2.12.11

a short pause

“I have taken you along a path that has highlighted your need for me: placing you in situations where your strengths were irrelevant and your weaknesses were glaringly evident.”

I don’t like to talk about spirituality and religion in a personal manner. I can speak about religion as a social institution, as a concept… about spirituality as a theory, as a lifestyle. But it is an extremely rare occasion that I find it appropriate to discuss my personal belief and experience, and even then it is strictly with my family.

Despite this, I read this quote in a book my mom gave me, and for a moment the world—at least my current world—seemed suddenly ordered. And I’m breaking my personal rule to share with you why.

These last few months in Slovakia have been good. Really good. But as the winter gets darker and colder, so do my thoughts. Living here is hard. Being a wandering, indecisive, confused twenty-something is hard. Realizing that my strengths are irrelevant and my weaknesses are definitive—is hard.

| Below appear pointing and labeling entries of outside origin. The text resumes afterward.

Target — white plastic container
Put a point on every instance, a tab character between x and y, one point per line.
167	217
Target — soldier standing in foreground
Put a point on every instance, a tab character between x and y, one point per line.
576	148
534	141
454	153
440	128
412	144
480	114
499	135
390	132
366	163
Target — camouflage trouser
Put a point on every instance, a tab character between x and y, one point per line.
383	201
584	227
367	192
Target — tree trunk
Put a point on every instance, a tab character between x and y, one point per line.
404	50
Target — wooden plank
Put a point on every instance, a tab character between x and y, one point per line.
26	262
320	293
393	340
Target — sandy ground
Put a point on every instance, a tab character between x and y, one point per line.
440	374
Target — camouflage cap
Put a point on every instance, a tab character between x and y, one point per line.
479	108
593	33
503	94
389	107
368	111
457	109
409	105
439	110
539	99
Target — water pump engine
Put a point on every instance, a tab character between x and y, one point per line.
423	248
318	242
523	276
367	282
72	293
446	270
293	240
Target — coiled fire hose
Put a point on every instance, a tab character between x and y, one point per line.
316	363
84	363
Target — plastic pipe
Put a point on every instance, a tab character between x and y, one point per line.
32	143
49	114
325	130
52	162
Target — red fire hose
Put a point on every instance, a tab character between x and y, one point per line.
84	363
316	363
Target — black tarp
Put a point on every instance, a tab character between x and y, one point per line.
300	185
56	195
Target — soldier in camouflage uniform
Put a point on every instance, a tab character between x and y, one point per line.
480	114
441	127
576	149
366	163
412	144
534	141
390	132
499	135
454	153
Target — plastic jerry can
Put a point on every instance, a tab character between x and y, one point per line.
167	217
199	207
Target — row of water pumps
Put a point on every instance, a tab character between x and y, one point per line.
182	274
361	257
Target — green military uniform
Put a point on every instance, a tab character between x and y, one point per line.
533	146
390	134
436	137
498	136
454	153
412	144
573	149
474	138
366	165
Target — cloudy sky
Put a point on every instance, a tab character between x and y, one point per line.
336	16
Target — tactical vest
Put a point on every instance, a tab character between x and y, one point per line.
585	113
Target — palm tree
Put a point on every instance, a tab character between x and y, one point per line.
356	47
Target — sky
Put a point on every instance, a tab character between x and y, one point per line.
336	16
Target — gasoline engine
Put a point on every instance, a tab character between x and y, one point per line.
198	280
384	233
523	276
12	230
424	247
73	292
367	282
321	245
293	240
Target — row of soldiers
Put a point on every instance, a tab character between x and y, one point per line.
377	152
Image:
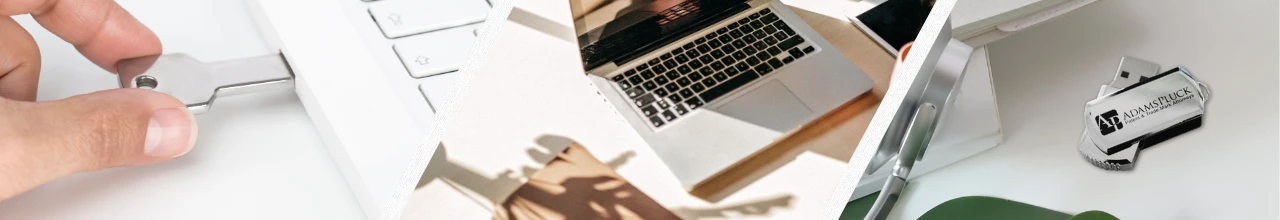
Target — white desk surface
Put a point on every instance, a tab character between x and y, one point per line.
257	155
1226	169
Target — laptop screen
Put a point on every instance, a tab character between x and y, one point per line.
645	26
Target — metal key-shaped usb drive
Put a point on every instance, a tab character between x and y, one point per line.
197	83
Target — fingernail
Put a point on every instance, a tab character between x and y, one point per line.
170	133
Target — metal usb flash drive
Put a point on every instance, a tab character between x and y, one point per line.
197	83
1147	110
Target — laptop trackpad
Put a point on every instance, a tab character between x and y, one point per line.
772	106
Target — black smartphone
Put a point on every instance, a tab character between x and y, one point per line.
895	22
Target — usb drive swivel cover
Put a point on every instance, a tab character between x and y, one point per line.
197	83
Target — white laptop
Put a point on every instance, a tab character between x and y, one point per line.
708	83
373	74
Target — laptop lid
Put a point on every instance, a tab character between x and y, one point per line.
638	28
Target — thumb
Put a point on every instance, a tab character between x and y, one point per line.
44	141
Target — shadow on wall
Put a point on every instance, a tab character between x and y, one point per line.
572	184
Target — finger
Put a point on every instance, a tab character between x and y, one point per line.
19	62
44	141
101	30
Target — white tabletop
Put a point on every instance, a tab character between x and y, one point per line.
257	156
1226	169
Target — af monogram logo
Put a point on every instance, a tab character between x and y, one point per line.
1109	122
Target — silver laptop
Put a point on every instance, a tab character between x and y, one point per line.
708	83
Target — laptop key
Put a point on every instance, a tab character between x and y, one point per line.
721	77
434	53
731	72
727	86
795	53
716	65
760	45
405	18
707	59
645	74
649	85
680	59
663	104
791	42
769	40
636	79
668	115
671	87
727	60
695	64
658	79
699	87
763	69
703	49
645	100
693	102
775	50
769	18
661	92
670	64
686	92
780	36
658	69
775	63
769	30
684	82
649	110
657	122
725	39
763	55
711	69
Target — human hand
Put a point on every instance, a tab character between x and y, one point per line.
44	141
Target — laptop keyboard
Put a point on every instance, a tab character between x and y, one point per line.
430	37
685	78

But this realization comes with a second: that god is the essence of a happy existence.

Pause. When I write “god,” I need to be clear. I don’t mean, specifically, the Christian god—nor the god of any other religion. What I mean is the sense of peace and goodness that pulls at our gut and takes hold of our heart. The sense that speaks through meaningful conversations with true friends, which is still in the quiet of morning, and which warms the hands with a cup of fresh coffee. I don’t know how to express this without speaking in clichés, but I certainly refuse to associate it with any religion because (for me) religion is so heavy.

For me, in this time of glaring weakness—the best way I know how to find peace is to put my head down to the earth and decide to see god glimmer in the goodness of humanity and the beauties of a simple life.